I had to read this report by Rob Daly twice, check the posting date wasn’t 1st April and then go check other sources. Apparently, Google is attempting to patent the concept of a datacenter-on-a-boat! The US patent application also includes details on how it will be powered - by wave power of course. (Rob's article goes even further by discussing the opportunity not yet patented by Google for a datacenter in orbit).
I will pass over my own concerns about what I see as the long standing and on-going abuse of the patent concept for this class of business ideas (Imagine if somebody had patented the concept to laptops or worse still, patented putting toilets on airplanes – which is closer in originality to this one!) and focus on the core issues. Yes, I can see why floating data center may have certain advantages in terms of land costs and cooling issues (no property tax and all that cold sea-water close at hand). However, I would wonder whether the extra costs would out-weigh these.

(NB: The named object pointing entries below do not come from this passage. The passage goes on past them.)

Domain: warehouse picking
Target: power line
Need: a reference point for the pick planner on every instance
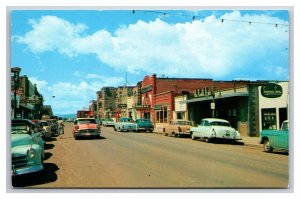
(194, 17)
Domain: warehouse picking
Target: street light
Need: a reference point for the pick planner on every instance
(16, 72)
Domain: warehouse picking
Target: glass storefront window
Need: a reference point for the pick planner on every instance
(268, 118)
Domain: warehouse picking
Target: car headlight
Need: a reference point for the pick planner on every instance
(31, 153)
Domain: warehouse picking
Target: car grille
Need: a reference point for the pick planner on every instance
(19, 161)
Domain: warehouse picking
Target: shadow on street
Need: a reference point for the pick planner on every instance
(47, 175)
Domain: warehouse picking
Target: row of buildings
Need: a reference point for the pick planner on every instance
(26, 100)
(250, 106)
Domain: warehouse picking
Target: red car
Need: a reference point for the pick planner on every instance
(86, 127)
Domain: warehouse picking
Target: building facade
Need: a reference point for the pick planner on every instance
(156, 96)
(106, 102)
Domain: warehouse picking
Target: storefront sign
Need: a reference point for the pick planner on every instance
(142, 106)
(122, 105)
(146, 89)
(271, 90)
(212, 105)
(157, 107)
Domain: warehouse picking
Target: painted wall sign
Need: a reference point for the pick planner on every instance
(146, 89)
(271, 90)
(122, 105)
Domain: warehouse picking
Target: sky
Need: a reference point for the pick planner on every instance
(72, 54)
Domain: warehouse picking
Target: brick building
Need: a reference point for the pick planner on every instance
(106, 102)
(156, 95)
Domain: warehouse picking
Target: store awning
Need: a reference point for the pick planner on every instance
(209, 98)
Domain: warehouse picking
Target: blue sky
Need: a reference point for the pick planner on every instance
(71, 54)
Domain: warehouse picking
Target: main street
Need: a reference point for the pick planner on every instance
(151, 160)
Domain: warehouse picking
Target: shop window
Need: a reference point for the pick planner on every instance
(162, 115)
(180, 115)
(268, 118)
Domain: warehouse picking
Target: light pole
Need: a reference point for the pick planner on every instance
(16, 72)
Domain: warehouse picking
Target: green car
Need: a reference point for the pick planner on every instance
(276, 139)
(27, 147)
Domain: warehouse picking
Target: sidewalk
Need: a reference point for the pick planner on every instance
(251, 141)
(248, 141)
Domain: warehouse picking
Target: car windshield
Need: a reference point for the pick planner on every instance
(87, 121)
(19, 128)
(219, 123)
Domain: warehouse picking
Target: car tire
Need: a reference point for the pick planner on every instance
(267, 147)
(42, 158)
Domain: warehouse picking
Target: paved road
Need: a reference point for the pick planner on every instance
(150, 160)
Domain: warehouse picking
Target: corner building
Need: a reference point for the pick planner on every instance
(156, 96)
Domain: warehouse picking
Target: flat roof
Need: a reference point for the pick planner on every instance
(206, 98)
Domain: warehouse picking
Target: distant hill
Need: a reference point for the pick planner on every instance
(67, 115)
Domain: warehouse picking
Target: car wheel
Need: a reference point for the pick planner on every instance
(192, 136)
(42, 158)
(267, 147)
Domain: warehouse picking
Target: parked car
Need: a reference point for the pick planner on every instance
(27, 147)
(86, 127)
(125, 124)
(178, 128)
(276, 139)
(144, 125)
(214, 128)
(108, 122)
(39, 128)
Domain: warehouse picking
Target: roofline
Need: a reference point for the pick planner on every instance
(206, 98)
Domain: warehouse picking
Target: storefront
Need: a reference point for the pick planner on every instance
(229, 104)
(273, 105)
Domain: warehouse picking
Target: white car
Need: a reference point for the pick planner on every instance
(213, 128)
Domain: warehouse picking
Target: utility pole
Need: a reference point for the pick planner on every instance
(16, 72)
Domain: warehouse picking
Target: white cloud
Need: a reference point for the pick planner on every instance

Which suggests to me that the main ‘benefit’ may turn out to be avoidance of data privacy laws. However, even this benefit is not going to work in many parts of the world. For instance, European data privacy laws stop export of personal data to locations not covered by similar laws (and Swiss banking laws famosly go much further). Add to that the rather obvious risk of attack and natural disaster on these datacenter vessels and the further risk that they get used to store data associated with illicit activities which would obviously benefit with extra-territorial locations, makes it all seem rather pie-in-the-sky. I guess I now know what the Google patent team do with their “20% time on your own projects”.